La Scrittura indica la figura del Verbo che si fa carne e viene per essere nella storia umana e nel cosmo il protagonista universale di una nuova creazione: siamo tutti chiamati ad associarci alla redenzione integrale posta in essere da Cristo che semina nel creato un dinamismo di rinascita, di rinnovamento, sottoponendolo, come dice san Paolo in maniera efficace, alle doglie del parto. Peraltro, la Parola di Dio, incarnata e vivente nella storia, dopo la crocifissione e la risurrezione, come Cristo Risorto e Spirito effuso, spiega ai discepoli – pensiamo ai discepoli di Emmaus (cf Lc 24,31) – il senso delle Sacre Scritture, affinché comprendano e partecipino con tutto se stessi alla nuova creazione che ha il suo fulcro nella memoria dell’Eucaristia.

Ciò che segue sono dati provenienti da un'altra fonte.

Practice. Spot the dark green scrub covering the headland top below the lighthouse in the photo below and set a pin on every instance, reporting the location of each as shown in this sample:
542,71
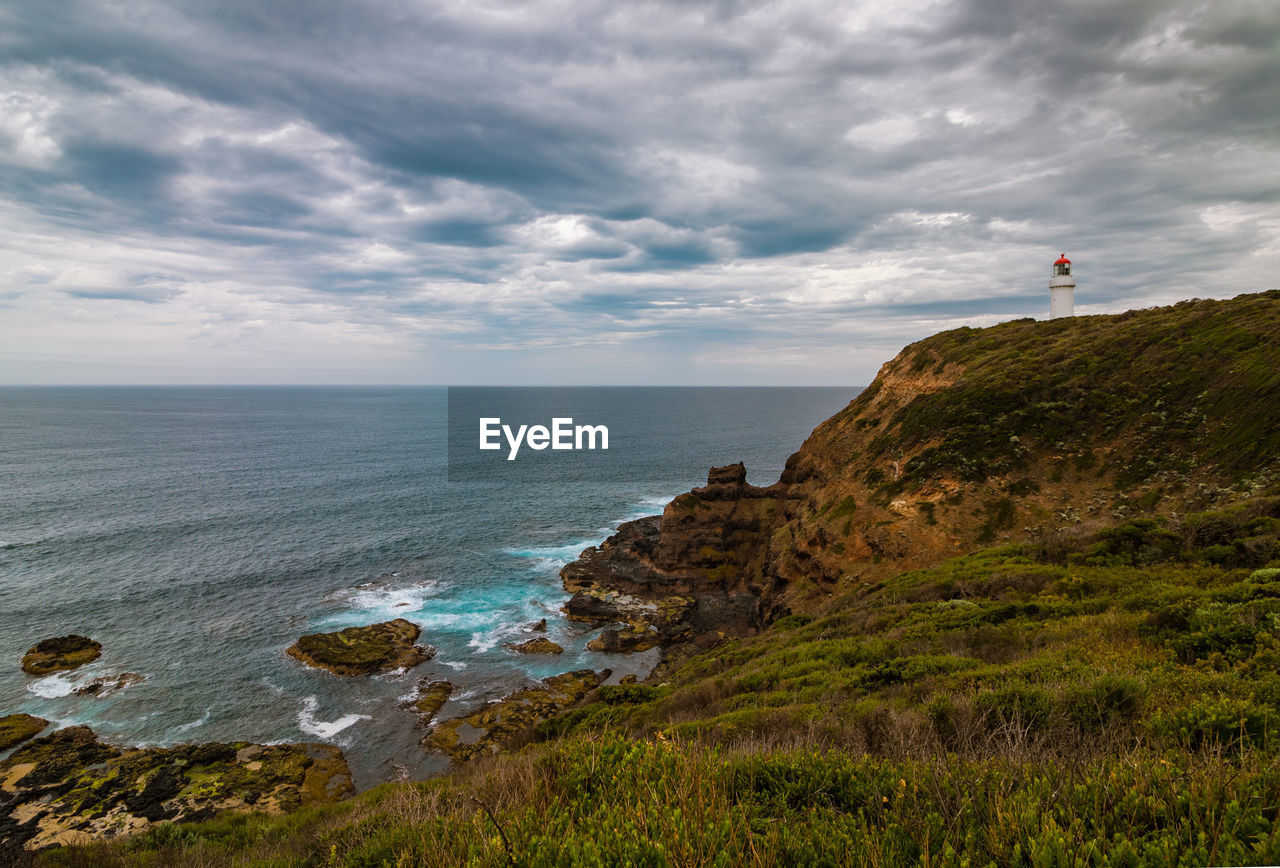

È rimanendo in costante comunione con Chi costituisce per noi la duplice mensa della Parola scritta e del Verbo, che si fa cibo attraverso il pane e il vino, che tutti noi condividiamo la potenza dell’Amore trasfiguratore di Cristo. L’Eucaristia fa sì che tutta la giornata, tutte le ore e i minuti siano vita in Cristo redentore, realizzatore di una nuova creazione.